Telescopes

1. Ray diagram to show the image formation in normal adjustment:

⇒ Converging lens:

• A converging lens, also known as a convex lens, is a type of lens that converges light rays It is thicker in the middle than at the edges, causing light rays to bend towards the optic axis (figure 1).
• Properties of a converging lens:
  – Convex shape: Thicker in the middle than at the edges
  – Converges light rays: Light rays bend towards the optic axis
  – Positive focal length: The focal length is positive, indicating that the lens converges light rays
  – Forms real images: A converging lens forms real, inverted images
  – Magnifies objects: A converging lens can magnify objects, making them appear larger than they are.
• Figure 1 Converging lens

⇒ Focal length:

• The focal length of a lens or mirror is the distance between the optical element and the point where parallel light rays converge (or appear to converge).

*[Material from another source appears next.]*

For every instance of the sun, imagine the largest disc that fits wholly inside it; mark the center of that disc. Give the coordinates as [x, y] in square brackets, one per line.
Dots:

It is a measure of how strongly the lens or mirror converges (figure 2).

  
  Figure 2 Parameters of converging lens

• Focal length is typically denoted by the symbol “f” and is measured in millimeters (mm) or meters (m).
• Types of focal lengths:
  – Positive focal length: Converging lens or mirror (e.g., convex lens)
  – Negative focal length: Diverging lens or mirror (e.g., concave lens)
  – Zero focal length: No convergence or divergence (e.g., flat mirror)

⇒Principle axes:

• The principal axes of a converging lens are the optical axis and the two principal planes.
  – Optical axis (z-axis): The line passing through the center of the lens, perpendicular to the lens surface, and intersecting the lens at its center.
  – Principal plane (x-axis): The plane perpendicular to the optical axis, passing through the lens’s front focal point.
• Principal plane (y-axis): The plane perpendicular to the optical axis, passing through the lens’s back focal point.

⇒ Focal point:

• The focal point of a lens is the point at which rays parallel to the principal axis of the lens are brought to a focus.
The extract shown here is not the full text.